From the user's perspective, the model is also easier to reason about: this request came from me, I delegated this actor to do a bounded set of work, and it cannot use more authority than I have right now or more authority than I agreed to delegate.

Beyond Agents

We accelerated building this system as work with AI agents saw broader adoption. There was a clear need to answer the question posed above across the wide surface of AI users here at Block. But this is one piece of a broader story.

Any system that wants to make a request to another service where what is returned depends on what the initiator of the call has access to can use this model. That includes agent-backed tools, internal CLIs, remote build environments, cloud development environments, async jobs, and service-to-service workflows where downstream access depends on the original user.

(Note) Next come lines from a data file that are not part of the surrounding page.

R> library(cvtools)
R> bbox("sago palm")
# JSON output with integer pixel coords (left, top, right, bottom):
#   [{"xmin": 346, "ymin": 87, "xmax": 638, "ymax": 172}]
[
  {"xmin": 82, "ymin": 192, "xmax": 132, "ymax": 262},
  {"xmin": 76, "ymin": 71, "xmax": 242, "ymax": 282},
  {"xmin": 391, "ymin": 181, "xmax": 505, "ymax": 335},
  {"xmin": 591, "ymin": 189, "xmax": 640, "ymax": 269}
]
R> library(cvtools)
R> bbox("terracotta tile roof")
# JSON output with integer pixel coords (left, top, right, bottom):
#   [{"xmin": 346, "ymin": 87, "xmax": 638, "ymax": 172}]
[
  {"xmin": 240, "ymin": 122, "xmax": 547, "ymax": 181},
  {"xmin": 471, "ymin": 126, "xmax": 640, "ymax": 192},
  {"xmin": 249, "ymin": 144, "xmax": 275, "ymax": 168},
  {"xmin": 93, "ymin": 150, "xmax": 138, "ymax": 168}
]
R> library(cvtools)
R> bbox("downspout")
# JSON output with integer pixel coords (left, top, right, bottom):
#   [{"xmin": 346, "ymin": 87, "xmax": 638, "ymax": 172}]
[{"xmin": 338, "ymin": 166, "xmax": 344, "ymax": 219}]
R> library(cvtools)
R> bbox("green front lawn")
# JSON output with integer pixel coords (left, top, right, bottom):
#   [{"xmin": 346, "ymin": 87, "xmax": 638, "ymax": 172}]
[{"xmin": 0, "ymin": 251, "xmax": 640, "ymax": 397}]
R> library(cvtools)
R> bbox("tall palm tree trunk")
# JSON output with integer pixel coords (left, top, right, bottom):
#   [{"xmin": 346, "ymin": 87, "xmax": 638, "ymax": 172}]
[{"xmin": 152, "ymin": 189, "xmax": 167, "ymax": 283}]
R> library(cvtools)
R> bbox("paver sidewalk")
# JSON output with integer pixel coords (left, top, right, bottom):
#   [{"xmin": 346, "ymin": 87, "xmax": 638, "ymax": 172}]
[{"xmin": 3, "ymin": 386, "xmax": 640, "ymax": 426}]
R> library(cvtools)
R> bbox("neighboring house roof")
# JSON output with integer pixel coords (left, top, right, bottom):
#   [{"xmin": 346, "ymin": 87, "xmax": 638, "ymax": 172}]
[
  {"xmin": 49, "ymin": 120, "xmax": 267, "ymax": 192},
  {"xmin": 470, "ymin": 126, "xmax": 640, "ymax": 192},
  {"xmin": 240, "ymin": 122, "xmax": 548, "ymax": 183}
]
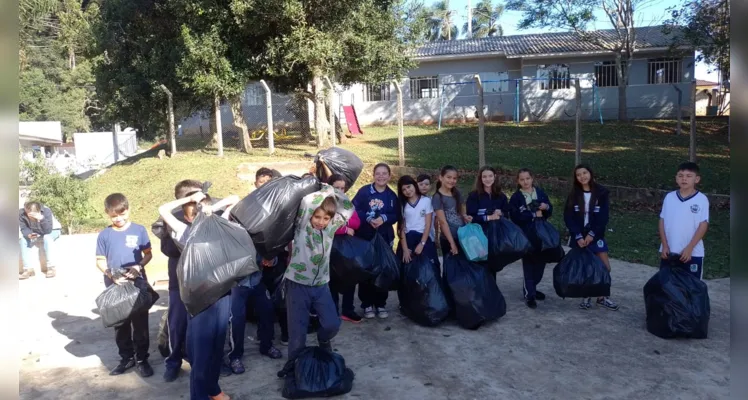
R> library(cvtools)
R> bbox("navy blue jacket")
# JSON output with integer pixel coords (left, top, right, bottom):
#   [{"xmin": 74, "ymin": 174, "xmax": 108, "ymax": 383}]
[
  {"xmin": 465, "ymin": 191, "xmax": 509, "ymax": 226},
  {"xmin": 564, "ymin": 184, "xmax": 610, "ymax": 240},
  {"xmin": 353, "ymin": 183, "xmax": 402, "ymax": 243},
  {"xmin": 509, "ymin": 187, "xmax": 553, "ymax": 230}
]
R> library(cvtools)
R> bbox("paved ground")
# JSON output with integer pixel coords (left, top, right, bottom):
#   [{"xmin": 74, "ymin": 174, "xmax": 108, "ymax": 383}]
[{"xmin": 18, "ymin": 235, "xmax": 730, "ymax": 400}]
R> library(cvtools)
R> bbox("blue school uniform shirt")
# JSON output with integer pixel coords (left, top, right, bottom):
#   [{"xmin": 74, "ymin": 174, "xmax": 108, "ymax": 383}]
[{"xmin": 353, "ymin": 183, "xmax": 401, "ymax": 243}]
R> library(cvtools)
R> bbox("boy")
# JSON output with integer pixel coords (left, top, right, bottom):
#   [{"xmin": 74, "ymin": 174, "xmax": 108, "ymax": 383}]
[
  {"xmin": 659, "ymin": 162, "xmax": 709, "ymax": 279},
  {"xmin": 96, "ymin": 193, "xmax": 153, "ymax": 378}
]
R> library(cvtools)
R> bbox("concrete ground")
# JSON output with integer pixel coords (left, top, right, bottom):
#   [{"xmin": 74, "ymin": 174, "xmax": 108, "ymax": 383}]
[{"xmin": 18, "ymin": 235, "xmax": 730, "ymax": 400}]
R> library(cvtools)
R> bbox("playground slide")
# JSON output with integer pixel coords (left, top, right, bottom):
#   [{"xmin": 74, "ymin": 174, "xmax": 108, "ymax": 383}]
[{"xmin": 343, "ymin": 106, "xmax": 364, "ymax": 136}]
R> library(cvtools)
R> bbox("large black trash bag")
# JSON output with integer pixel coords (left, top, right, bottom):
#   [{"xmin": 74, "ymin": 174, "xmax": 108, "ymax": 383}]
[
  {"xmin": 177, "ymin": 212, "xmax": 258, "ymax": 316},
  {"xmin": 444, "ymin": 254, "xmax": 506, "ymax": 329},
  {"xmin": 231, "ymin": 175, "xmax": 321, "ymax": 258},
  {"xmin": 397, "ymin": 254, "xmax": 449, "ymax": 326},
  {"xmin": 96, "ymin": 278, "xmax": 158, "ymax": 328},
  {"xmin": 278, "ymin": 346, "xmax": 355, "ymax": 399},
  {"xmin": 485, "ymin": 218, "xmax": 532, "ymax": 271},
  {"xmin": 644, "ymin": 263, "xmax": 711, "ymax": 339},
  {"xmin": 371, "ymin": 233, "xmax": 400, "ymax": 291},
  {"xmin": 553, "ymin": 247, "xmax": 610, "ymax": 298},
  {"xmin": 330, "ymin": 235, "xmax": 381, "ymax": 292},
  {"xmin": 314, "ymin": 147, "xmax": 364, "ymax": 190}
]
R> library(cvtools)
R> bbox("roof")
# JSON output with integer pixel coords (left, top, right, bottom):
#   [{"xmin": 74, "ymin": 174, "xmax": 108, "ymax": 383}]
[{"xmin": 416, "ymin": 25, "xmax": 674, "ymax": 58}]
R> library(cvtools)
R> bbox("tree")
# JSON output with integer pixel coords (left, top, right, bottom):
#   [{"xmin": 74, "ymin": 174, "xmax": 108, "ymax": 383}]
[
  {"xmin": 506, "ymin": 0, "xmax": 652, "ymax": 121},
  {"xmin": 462, "ymin": 0, "xmax": 504, "ymax": 38}
]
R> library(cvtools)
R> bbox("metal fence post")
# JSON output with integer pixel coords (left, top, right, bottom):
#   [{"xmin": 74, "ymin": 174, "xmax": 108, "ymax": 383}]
[{"xmin": 260, "ymin": 79, "xmax": 275, "ymax": 154}]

The failure mode is not unique to AI. Broad service identities are tempting anywhere software needs to act for people. They are easy to wire up, but they are hard to reason about later. User Identity Delegation gives us a path that is still ergonomic for developers while preserving the context that downstream systems need.

Where We Are Going

The destination is still the first-principles model, where effective authority is the intersection of every layer of context available at decision time. Each constraint can only narrow the set, never expand it:

Diagram of effective authority as the intersection of six constraints that each feed into it, where each can only narrow the set: subject authority (what the user is authorized to do), actor allowed capabilities (what this kind of actor may use), delegation consent (what the user consented to delegate to this actor), origin assurance (where the request came from), resource and action policy (the downstream service's own policy), and invocation scope (the bounds of this particular invocation).
Figure 4: Effective authority is the intersection of every layer of context available at decision time; each constraint can only narrow the set, never expand it.

We are still extending this model across more of our flows. What is already in place is useful on its own: signed user identity, delegated tokens with actor attribution, consented capability grants, downstream validation, capability intersection, and user-visible revocation.

What we are building toward is a richer runtime context: services reasoning not only about which user and which capabilities, but about the origin of the request, the workload doing the work, the action being attempted, the resource being touched, and the assurance level the operation requires.

Resource owners should also be able to configure what can never be delegated. Some capabilities should be available only to the user directly, or only through actors that meet stronger requirements. For example, an owner might decide that read-only investigation capabilities can be delegated to an incident-response actor, but administrative capabilities cannot.

That future direction follows from what User Identity Delegation has already made clearer: broad service identities and pure user impersonation both remove context that downstream systems need. The model gets stronger as more of that context becomes available at decision time: subject, actor, origin, invocation, resource, action, assurance, and consent.

The future version should shrink the need for broad standing service identities, make agent actions easier to explain, and let sensitive operations demand stronger assurance without forcing every workflow into one rigid pattern: powerful automation without super-identities.

We have the beginning of the right shape: authority that is delegated explicitly, carried in a verifiable token, constrained by consent and current grants, and visible enough for downstream services to make better decisions.

That is already a better answer to "who's asking?"